Fadéla Hebbadj, Les Ensorcelés (Roman). Paris : Buchet-Chastel, 2010. 192 pp.
Dans un incipit remarquable à ce deuxième roman Les Ensorcelés,Fadéla Hebbadj ne cesse de hurler un cri des tripes et de l’esprit : source de tant d’émotions et de libérations. Ce Cri brûlant / Personnage souffrant voudrait abolir tout un passé afin de rectifier ce qui lui semble être une injustice faite vis-à-vis d’elle et de sa famille. Roman autobiographique d’une force forcenée qui déconstruit ce que la romancière pense être l’incohérence de la justice française. Et ce cri revient toujours lancinant, dynamitant toute pensée, toute action dans un drame incompréhensible. Ses écheveaux seront étayés peu à peu par une narratrice encline au délire teinté d’une lucidité déroutante.
En réalité ce cri représente, pour ne pas dire incarne parfaitement la narratrice de cette tragédie, couchée en une écriture saccadée et limpide, bordant parfois sur le poétique / politique.
Le roman est divisé en trois parties : 1. Le Miroir du Salon : contemplation aliénante d’un Moi englué dans le miroir de la douleur sans possibilité de détachement salvateur. 2. Le Sorcier Juif : l’assassinat de la mère et de la sœur aînée, la blessure du père et du frère de la narratrice sous l’effet d’une sorcellerie occulte. Un véritable carnage perpétré par un voisin algérien fou-furieux jaloux qui tue à bout portant des innocents. 3. Le Fusible : vers la fin de cette horrible tragédie nous apprenons que le motif est franchement absurde. Un changement de fusible par la mère qui est prise pour le père, déclenchant ainsi la jalousie du bourreau. Dès le premier paragraphe, Fadéla Hebbadj esquisse ce mal qui la ronge du dedans. Ce roman se lit d’une seule traite, tellement l’intensité des événements et des émotions est touchante :
Au commencement fut le cri contre le ciel et la terre qui se changèrent en
« Ténèbres au-dessus de l’abîme ». Le cri se tut à l’intérieur de mes
os. Je le fis taire et le mal fut. (9)
Cri intériorisé de colère et de révolte, de frustration et de combat… Cri en quête interminable d’une narratrice écorchée à vif. Ainsi, elle vit l’horreur de sa petite enfance jusqu’à l’âge adulte à la recherche de la vérité élusive qui permettrait de faire punir le coupable. La narratrice fluctue ainsi entre deux états, comme dans une « binarité infernale », en étant parfois la sauvageonne et parfois la magicienne. Et parfois, les deux à la fois ! La première ne cesse de hurler le mal subi, selon elle, à sa famille, et la lutte constante pour rendre justice aux victimes d’un voisin bourreau.

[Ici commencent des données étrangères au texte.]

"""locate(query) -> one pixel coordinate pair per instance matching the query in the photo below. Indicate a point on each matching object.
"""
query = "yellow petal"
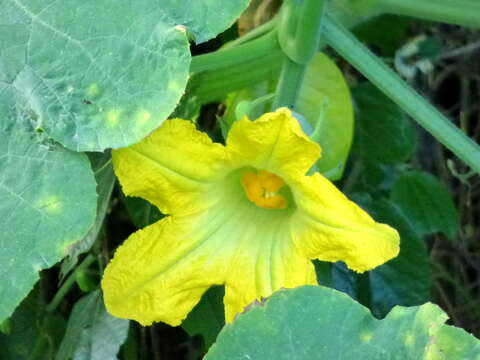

Celui-ci est libéré par une justice française qui, selon l’auteure, relève du délit d’éthique. Le criminel est peut-être puni, mais sans doute pas à la hauteur du crime, d’après la romancière. Et la deuxième, la magicienne, c’est la révoltée contre les injustices sociales tout en s’en libérant par l’imaginaire, les rêveries qui vont jusqu’à « la magie de l’au-delà ». C’est grâce à l’écriture et à l’invention de tant de mondes que l’héroïne se débarrasse peu à peu de ses démons.
La paix n’étant pas de ce monde, mais elle peut parfois pointer son nez grâce à l’esprit créatif et à l’amour dans ses multiples manifestations. Amour et création sont ici facteurs d’exorcisme du mal et de réhabilitation de la dignité.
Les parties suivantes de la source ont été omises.